A recent study conducted by ZEW Mannheim together with the University of Basel and the University of Malmo has found that the right of foreigners to vote affects integration: immigrants’ likelihood of acquiring citizenship changed when they previously had the chance to participate in an election as non-citizen residents. The specific effect of voting rights on naturalisation differed depending on the level of socioeconomic development in foreign residents’ particular country of origin.

 Voting rights and the will to naturalize correlate with each other.
A recent study shows that immigrants from less developed countries are more likely to become naturalized if they were allowed to vote in an election in their country of arrival.

“A willingness to acquire citizenship is an important and empirically proven hallmark of successful integration,” Dr. Michaela Slotwinski, a researcher at ZEW’s “Social Policy and Redistribution” Department and a co-author of the study, says. “Voting rights for non-citizen residents affect the attractiveness of naturalisation.”

Immigrants from poorer countries more likely to acquire citizenship

The authors assessed foreign residents and their countries of origin by standard of living based on the Human Development Index (HDI). The study found that refugees and persons from less developed countries were more likely to acquire Swedish citizenship if they voted in an election as soon as they became eligible, i.e. three years after moving to the country. The share of those who acquired Swedish citizenship four years after voting in the election – seven years after they originally immigrated – was 64 per cent. This was 17 percentage points higher than a control group of foreign residents who were ineligible to vote. Among foreigners from industrial nations who were eligible to vote, by contrast, the likelihood of acquiring citizenship declined. Only 59 per cent of them became naturalised over the following four years. This was around ten percentage point less than in the control group.

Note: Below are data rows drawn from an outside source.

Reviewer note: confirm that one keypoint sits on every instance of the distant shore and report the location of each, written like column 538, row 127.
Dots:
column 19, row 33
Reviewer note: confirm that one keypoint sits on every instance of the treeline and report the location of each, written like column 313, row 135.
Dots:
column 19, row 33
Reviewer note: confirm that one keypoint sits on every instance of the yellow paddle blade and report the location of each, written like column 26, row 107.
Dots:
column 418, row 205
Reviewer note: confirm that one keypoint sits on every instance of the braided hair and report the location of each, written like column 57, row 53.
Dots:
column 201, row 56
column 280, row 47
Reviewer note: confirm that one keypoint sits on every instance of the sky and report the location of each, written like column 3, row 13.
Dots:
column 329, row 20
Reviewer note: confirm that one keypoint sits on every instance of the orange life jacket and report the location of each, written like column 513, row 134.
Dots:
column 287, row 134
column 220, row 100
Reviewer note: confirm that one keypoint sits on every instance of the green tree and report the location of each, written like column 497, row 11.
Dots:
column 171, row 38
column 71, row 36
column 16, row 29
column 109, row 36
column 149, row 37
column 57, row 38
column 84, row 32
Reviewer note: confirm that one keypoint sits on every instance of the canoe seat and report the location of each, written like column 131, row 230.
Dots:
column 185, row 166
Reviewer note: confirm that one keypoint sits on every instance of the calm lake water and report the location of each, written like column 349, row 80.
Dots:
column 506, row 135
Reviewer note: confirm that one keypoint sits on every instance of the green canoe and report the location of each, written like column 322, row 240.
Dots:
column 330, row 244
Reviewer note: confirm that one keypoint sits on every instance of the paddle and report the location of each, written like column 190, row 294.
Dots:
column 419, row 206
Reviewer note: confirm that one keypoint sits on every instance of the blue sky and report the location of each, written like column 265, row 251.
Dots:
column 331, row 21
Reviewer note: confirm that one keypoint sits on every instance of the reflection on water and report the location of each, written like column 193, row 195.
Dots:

“The findings show that voting rights for non-citizen immigrants is of great import,” Slotwinski summarises. “Overall, the effect of the right of foreigners to vote appears to depend on the country they come from. For people from poorer countries, being able to vote primarily had a motivating effect. For immigrants from developed countries, the opposite was the case: the ability to vote as non-citizens disincentivised them to acquire citizenship. For foreign residents from countries with medium-range standards of living, no effect was observable. This does not mean, however, that voting eligibility made no difference. Here it is more likely that the one effect offset the other.”

Right to vote in local elections even without citizenship

The authors of the study considered three elections during the 2002–2010 period in Sweden. Foreign residents may vote in communal and regional elections provided that they have lived in the country for at least three years at the time of the election. The researchers identified foreign residents who were eligible and not eligible to vote and calculated the likelihood that they would later acquire citizenship. For each election, they compared foreigners who established residency up to ten days before and after the voting eligibility cut-off. The restriction to the ten-day period around the cut-off ensured that the groups were comparable along all other metrics, such as length of residency.

Foreigners in Sweden can acquire citizenship after three to five years of residency, with no language or financial requirements.  “When foreigners can vote in the land in which they reside, they take part more quickly in political processes,” Slotwinski notes. “This experience can help motivate foreign residents to integrate into society and acquire citizenship.” But at the same time, Slotwinski stresses, that very experience can also act to slow integration. “If citizenship is no longer necessary to vote, an important incentive for its acquisition disappears.”